BURN is at its best when making inventive use of its claustrophobic setting to ramp up tension and back characters into often-literal corners. For instance, the cramped employee break room initially hosts awkward back and forths between Billy and Melinda, only for this to suddenly become a disturbing sexual assault, then a frantic game of hide and seek. Later on, as a police officer walks down a long corridor between the shop floor and the scene of a crime, the viewer feels Melinda’s heart beat faster with each step.
In the broadest possible sense though, Melinda is a weird and frustrating lead. The sheer specificity of her idiosyncrasies and obsessions make me sure that Gan had quite a specific vision in mind for her, but not enough of this ultimately ended up onscreen. As it stands, Cobham-Hervey delivers a suitably creepy performance to pique the viewers’ curiosity, but is too vague and icy for us to care what happens. Even if Gan didn’t want to show backstory, at least making passing references could’ve gone a long way to capturing a more precise characterisation. A key example of this is her long-standing obsession with Officer Liu (Harry Shum Jr.) which, while intriguing, isn’t explained in detail.
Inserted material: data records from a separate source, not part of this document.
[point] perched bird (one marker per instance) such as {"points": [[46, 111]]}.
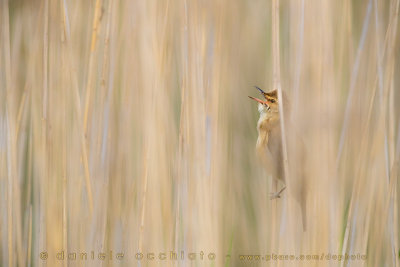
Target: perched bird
{"points": [[269, 146]]}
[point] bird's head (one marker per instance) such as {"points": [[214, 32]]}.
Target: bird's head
{"points": [[270, 104]]}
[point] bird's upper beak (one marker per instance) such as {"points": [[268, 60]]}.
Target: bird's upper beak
{"points": [[259, 89]]}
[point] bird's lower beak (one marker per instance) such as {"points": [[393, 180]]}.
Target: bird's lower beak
{"points": [[259, 101]]}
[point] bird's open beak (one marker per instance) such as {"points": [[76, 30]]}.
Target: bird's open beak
{"points": [[258, 100], [259, 89]]}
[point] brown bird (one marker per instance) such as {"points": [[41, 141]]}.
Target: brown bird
{"points": [[269, 146]]}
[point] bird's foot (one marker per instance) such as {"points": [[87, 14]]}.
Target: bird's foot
{"points": [[276, 194]]}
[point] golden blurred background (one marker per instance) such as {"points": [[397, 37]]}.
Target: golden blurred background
{"points": [[125, 126]]}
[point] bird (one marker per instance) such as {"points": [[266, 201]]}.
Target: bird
{"points": [[269, 146]]}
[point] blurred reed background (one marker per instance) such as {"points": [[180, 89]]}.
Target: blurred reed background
{"points": [[125, 126]]}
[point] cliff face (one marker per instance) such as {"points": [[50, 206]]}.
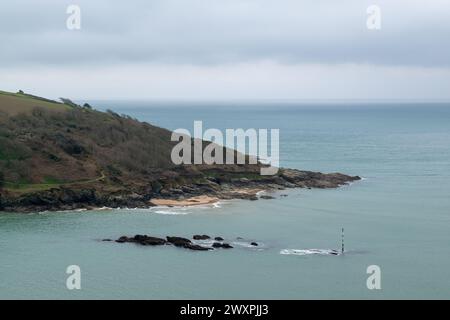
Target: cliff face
{"points": [[57, 156]]}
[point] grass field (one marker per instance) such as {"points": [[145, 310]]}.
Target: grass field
{"points": [[15, 103]]}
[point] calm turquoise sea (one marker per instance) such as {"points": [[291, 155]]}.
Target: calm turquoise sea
{"points": [[398, 217]]}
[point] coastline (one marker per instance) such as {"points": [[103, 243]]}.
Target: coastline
{"points": [[192, 191]]}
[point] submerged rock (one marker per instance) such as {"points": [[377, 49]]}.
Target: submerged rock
{"points": [[142, 240], [178, 241]]}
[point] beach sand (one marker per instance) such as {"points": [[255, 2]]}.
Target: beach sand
{"points": [[194, 201]]}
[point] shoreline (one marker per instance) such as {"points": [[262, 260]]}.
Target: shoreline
{"points": [[191, 192]]}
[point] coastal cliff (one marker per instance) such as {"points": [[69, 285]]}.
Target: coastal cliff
{"points": [[62, 156]]}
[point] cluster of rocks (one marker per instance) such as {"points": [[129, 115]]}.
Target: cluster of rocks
{"points": [[180, 242]]}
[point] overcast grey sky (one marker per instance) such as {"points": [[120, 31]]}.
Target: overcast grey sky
{"points": [[227, 49]]}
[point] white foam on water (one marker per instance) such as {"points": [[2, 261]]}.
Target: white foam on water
{"points": [[305, 252]]}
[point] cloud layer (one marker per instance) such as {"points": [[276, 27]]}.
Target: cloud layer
{"points": [[215, 39]]}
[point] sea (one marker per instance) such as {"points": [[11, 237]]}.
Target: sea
{"points": [[396, 220]]}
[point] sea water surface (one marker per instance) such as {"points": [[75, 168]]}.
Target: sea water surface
{"points": [[397, 218]]}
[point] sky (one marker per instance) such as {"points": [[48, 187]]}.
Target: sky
{"points": [[227, 49]]}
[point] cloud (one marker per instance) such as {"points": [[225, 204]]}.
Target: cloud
{"points": [[227, 49], [261, 81], [214, 32]]}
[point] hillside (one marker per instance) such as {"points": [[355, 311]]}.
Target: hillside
{"points": [[61, 156]]}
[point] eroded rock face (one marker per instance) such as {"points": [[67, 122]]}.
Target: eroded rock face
{"points": [[201, 237], [223, 186], [143, 240], [222, 245], [178, 241]]}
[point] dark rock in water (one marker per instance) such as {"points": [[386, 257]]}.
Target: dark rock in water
{"points": [[201, 237], [142, 240], [178, 241], [123, 239], [153, 241], [149, 241], [222, 245], [196, 247], [267, 197]]}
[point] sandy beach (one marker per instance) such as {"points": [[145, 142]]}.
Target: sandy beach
{"points": [[194, 201]]}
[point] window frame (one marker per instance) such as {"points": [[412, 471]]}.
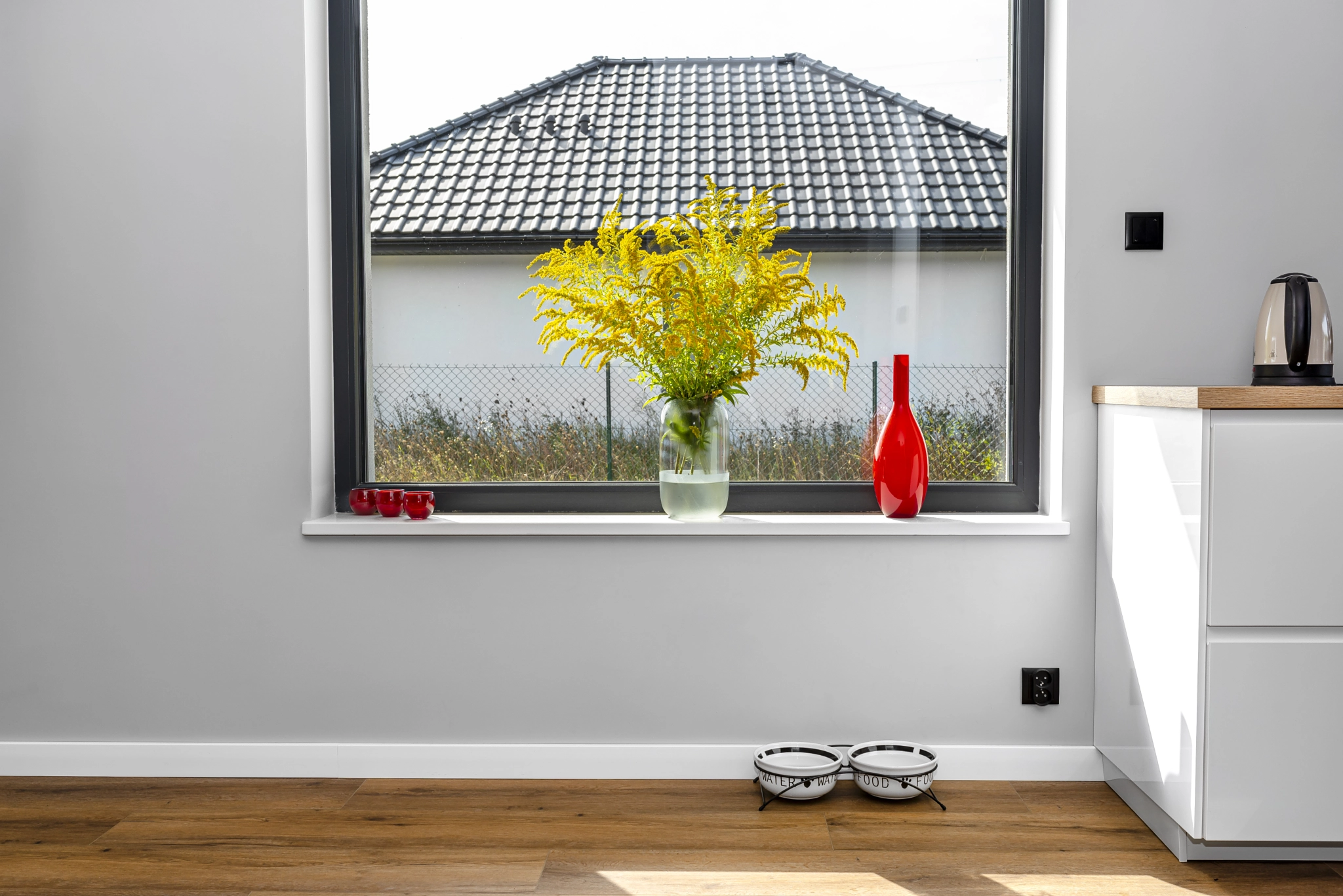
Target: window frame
{"points": [[351, 260]]}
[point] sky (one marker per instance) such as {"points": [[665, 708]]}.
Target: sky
{"points": [[430, 61]]}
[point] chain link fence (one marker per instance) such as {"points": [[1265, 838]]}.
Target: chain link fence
{"points": [[462, 423]]}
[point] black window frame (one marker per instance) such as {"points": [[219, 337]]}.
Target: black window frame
{"points": [[351, 253]]}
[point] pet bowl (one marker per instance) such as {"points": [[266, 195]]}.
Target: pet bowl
{"points": [[803, 770], [892, 769]]}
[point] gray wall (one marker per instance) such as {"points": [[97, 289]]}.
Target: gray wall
{"points": [[155, 406]]}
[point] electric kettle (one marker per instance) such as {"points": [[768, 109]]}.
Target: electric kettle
{"points": [[1294, 341]]}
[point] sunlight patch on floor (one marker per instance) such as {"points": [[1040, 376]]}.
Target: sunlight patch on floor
{"points": [[693, 883], [1087, 886]]}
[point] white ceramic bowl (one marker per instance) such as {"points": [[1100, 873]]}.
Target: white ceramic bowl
{"points": [[887, 769], [785, 765]]}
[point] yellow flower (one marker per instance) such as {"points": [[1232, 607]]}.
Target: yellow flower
{"points": [[692, 302]]}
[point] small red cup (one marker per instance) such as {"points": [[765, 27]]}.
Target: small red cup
{"points": [[390, 501], [420, 504], [363, 501]]}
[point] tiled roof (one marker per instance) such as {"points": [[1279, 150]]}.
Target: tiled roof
{"points": [[858, 163]]}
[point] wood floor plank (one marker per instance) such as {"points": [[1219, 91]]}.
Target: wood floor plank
{"points": [[34, 825], [872, 830], [595, 838], [942, 872], [29, 891], [130, 794], [1072, 798], [548, 830], [607, 797], [660, 797], [284, 868]]}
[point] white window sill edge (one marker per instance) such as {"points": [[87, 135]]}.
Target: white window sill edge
{"points": [[656, 524]]}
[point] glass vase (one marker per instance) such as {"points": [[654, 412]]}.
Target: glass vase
{"points": [[693, 458]]}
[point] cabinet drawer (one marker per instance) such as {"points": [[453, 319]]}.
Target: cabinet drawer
{"points": [[1275, 554], [1275, 728]]}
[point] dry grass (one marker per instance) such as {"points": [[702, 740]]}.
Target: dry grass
{"points": [[429, 444]]}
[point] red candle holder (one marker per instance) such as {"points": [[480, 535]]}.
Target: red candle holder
{"points": [[390, 501], [420, 505], [363, 501]]}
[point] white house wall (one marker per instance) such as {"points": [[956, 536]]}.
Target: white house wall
{"points": [[940, 308]]}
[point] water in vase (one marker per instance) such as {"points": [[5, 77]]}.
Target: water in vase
{"points": [[693, 496]]}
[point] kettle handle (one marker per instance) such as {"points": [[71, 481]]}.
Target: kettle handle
{"points": [[1296, 321]]}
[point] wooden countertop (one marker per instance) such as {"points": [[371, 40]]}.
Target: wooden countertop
{"points": [[1220, 397]]}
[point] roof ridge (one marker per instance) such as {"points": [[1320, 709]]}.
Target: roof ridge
{"points": [[488, 109], [944, 117], [583, 68]]}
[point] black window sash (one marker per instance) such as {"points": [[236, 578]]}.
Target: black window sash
{"points": [[351, 253]]}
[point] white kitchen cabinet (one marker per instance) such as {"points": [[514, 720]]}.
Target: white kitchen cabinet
{"points": [[1220, 617]]}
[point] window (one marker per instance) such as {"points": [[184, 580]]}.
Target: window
{"points": [[929, 224]]}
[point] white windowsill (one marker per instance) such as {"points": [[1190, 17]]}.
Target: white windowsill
{"points": [[661, 526]]}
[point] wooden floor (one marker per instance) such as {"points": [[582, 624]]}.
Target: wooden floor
{"points": [[594, 838]]}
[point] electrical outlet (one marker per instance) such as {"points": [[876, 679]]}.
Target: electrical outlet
{"points": [[1144, 229], [1040, 686]]}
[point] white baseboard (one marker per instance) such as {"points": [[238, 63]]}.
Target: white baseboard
{"points": [[491, 761]]}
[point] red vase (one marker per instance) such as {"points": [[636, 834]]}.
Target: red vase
{"points": [[900, 459]]}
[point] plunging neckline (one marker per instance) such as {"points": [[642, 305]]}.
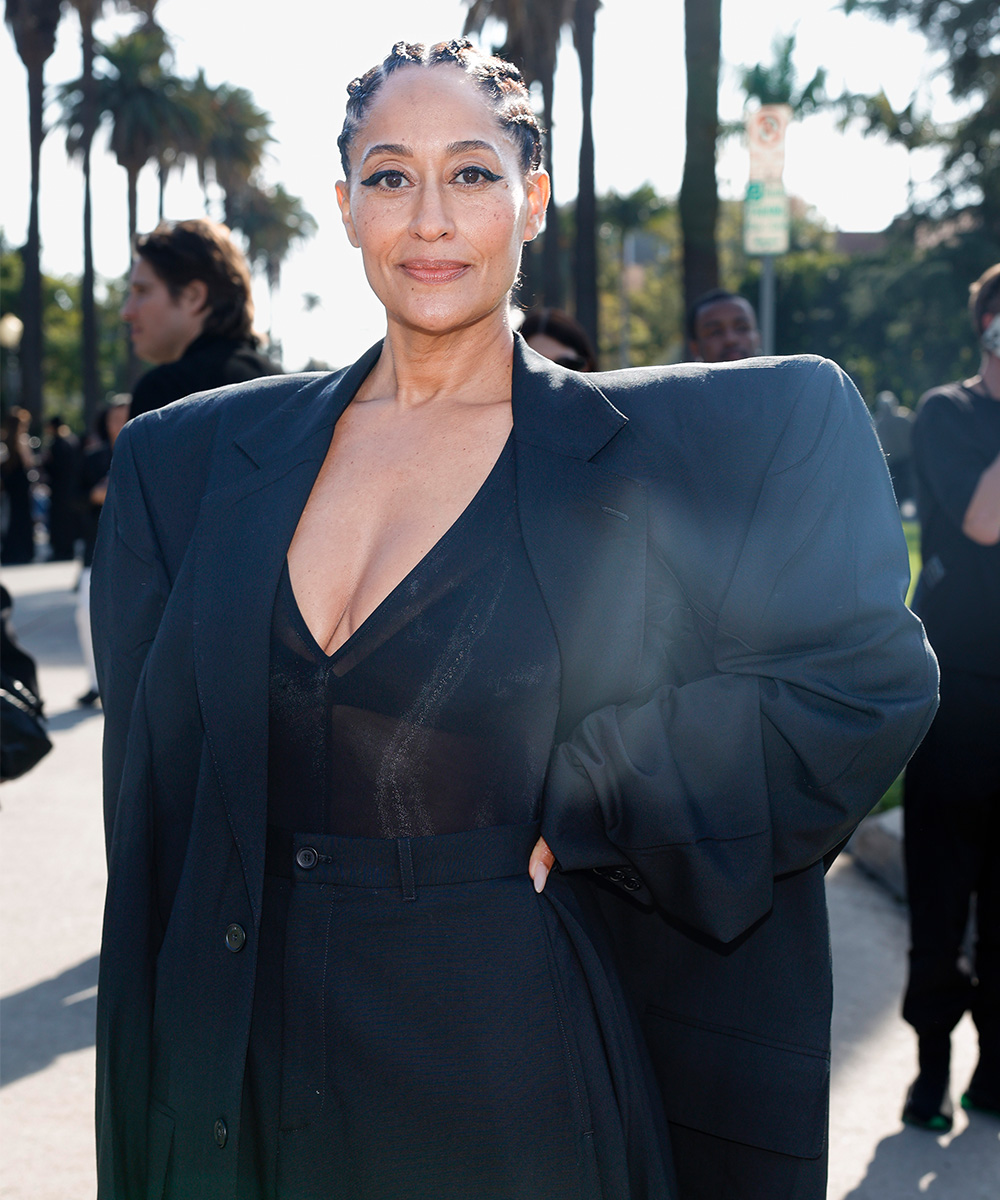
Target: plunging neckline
{"points": [[357, 645]]}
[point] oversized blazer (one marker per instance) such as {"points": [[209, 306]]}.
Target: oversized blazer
{"points": [[723, 564]]}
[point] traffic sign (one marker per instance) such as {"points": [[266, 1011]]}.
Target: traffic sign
{"points": [[765, 219]]}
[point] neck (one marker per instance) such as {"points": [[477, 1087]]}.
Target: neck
{"points": [[989, 375], [468, 366]]}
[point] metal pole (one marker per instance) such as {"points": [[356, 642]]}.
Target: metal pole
{"points": [[767, 304]]}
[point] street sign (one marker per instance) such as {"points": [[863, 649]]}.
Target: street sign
{"points": [[765, 219], [766, 138]]}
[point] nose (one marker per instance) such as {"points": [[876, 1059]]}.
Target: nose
{"points": [[431, 219]]}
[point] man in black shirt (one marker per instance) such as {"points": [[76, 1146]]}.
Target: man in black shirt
{"points": [[952, 787], [190, 312]]}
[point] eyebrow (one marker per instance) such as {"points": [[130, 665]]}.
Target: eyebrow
{"points": [[403, 151]]}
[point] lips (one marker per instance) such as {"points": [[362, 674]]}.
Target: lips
{"points": [[433, 270]]}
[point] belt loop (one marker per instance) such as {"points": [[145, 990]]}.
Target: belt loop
{"points": [[406, 869]]}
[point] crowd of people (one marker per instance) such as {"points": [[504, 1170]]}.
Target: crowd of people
{"points": [[479, 724]]}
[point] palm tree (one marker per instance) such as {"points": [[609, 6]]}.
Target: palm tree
{"points": [[238, 137], [139, 100], [699, 202], [78, 144], [271, 221], [33, 24], [585, 257], [532, 43]]}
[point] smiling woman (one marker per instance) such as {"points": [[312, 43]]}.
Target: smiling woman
{"points": [[420, 676]]}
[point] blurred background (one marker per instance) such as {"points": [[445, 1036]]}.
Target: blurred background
{"points": [[892, 169]]}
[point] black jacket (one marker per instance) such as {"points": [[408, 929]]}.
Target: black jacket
{"points": [[209, 361], [722, 558]]}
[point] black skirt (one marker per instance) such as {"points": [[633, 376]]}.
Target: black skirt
{"points": [[427, 1027]]}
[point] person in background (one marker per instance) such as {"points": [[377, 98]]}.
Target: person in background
{"points": [[894, 427], [379, 649], [17, 474], [560, 337], [60, 463], [190, 312], [91, 490], [722, 328], [952, 785]]}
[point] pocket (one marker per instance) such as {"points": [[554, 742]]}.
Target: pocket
{"points": [[304, 1006], [161, 1147], [741, 1087]]}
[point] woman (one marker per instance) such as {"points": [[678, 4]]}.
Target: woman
{"points": [[361, 633]]}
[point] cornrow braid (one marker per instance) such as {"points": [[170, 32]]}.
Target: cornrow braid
{"points": [[499, 81]]}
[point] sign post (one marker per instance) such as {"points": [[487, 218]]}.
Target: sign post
{"points": [[766, 205]]}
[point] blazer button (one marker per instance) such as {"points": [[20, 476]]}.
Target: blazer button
{"points": [[235, 939]]}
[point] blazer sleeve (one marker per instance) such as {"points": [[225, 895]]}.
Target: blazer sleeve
{"points": [[821, 687], [129, 589]]}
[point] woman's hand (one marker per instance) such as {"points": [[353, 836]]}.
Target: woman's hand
{"points": [[540, 863]]}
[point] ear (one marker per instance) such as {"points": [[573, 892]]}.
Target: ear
{"points": [[343, 202], [538, 190]]}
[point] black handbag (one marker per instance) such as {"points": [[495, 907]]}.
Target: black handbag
{"points": [[23, 738]]}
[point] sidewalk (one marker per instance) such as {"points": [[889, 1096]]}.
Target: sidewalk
{"points": [[52, 879]]}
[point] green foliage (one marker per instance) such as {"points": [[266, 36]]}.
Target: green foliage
{"points": [[966, 33], [896, 321], [63, 335], [778, 83]]}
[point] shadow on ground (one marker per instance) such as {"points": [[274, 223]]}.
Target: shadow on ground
{"points": [[69, 718], [49, 1019], [915, 1163]]}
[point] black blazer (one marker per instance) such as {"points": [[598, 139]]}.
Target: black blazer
{"points": [[723, 564]]}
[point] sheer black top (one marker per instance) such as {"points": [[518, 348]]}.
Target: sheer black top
{"points": [[437, 715]]}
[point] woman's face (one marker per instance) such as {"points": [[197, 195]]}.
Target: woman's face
{"points": [[437, 201]]}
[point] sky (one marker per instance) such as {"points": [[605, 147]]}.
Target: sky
{"points": [[297, 59]]}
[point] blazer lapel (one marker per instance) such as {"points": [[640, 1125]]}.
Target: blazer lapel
{"points": [[244, 531], [585, 532]]}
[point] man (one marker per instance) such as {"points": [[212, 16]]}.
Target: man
{"points": [[190, 313], [722, 328], [952, 789]]}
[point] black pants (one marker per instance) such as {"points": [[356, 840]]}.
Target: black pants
{"points": [[952, 850], [714, 1169]]}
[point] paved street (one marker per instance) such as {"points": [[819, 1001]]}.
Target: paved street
{"points": [[51, 897]]}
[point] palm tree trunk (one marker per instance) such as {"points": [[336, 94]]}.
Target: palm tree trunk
{"points": [[699, 190], [31, 288], [89, 312], [585, 275], [133, 369], [551, 257]]}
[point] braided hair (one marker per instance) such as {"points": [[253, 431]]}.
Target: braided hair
{"points": [[498, 81]]}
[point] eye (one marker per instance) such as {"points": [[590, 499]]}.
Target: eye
{"points": [[473, 175], [391, 180]]}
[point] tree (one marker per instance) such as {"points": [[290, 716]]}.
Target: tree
{"points": [[238, 136], [532, 43], [966, 34], [78, 144], [585, 240], [699, 189], [141, 102], [33, 24], [778, 82], [271, 221]]}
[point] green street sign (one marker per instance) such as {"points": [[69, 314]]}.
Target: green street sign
{"points": [[765, 219]]}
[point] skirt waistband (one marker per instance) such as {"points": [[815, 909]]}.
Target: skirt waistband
{"points": [[405, 863]]}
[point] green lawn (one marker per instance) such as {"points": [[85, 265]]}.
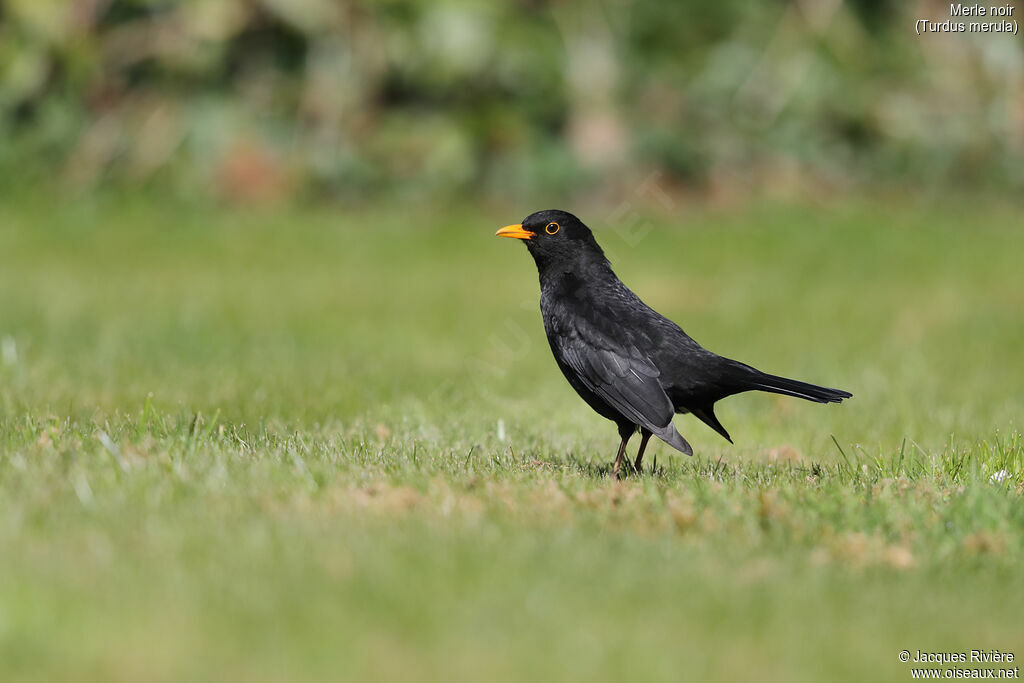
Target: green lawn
{"points": [[298, 444]]}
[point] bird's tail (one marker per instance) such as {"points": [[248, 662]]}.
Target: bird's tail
{"points": [[751, 379]]}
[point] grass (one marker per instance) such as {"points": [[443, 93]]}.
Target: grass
{"points": [[317, 444]]}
Furthermore, BURN struggles to come up with links between its more dynamic sequences, rendering the second half less satisfying. Hutcherson is absent for much of this stretch of the film (I won’t spoil why), a void which Gan fills by having Melinda largely resume her nightly work duties and try to keep cool about the preceding events. The result is surprisingly formulaic: a one-off character approaches Melinda with a query, a stray line of dialogue makes it seem as though all might inadvertently be revealed, but then it isn’t. It all simply feels like it doesn’t matter whether the audience is paying attention to these ‘scenes between scenes’, a problem exacerbated by the lifeless, smalltalk-esque dialogue.
Despite its shortcomings, BURN is a solid proof of concept for Mike Gan’s directorial style, showcasing his talent for both the genre, and coaxing unique performances from actors. I suspect that Tilda Cobham-Hervey is the main aspect of this film that viewers will remember, but I would also argue that the structure underneath her oddball turn is even better.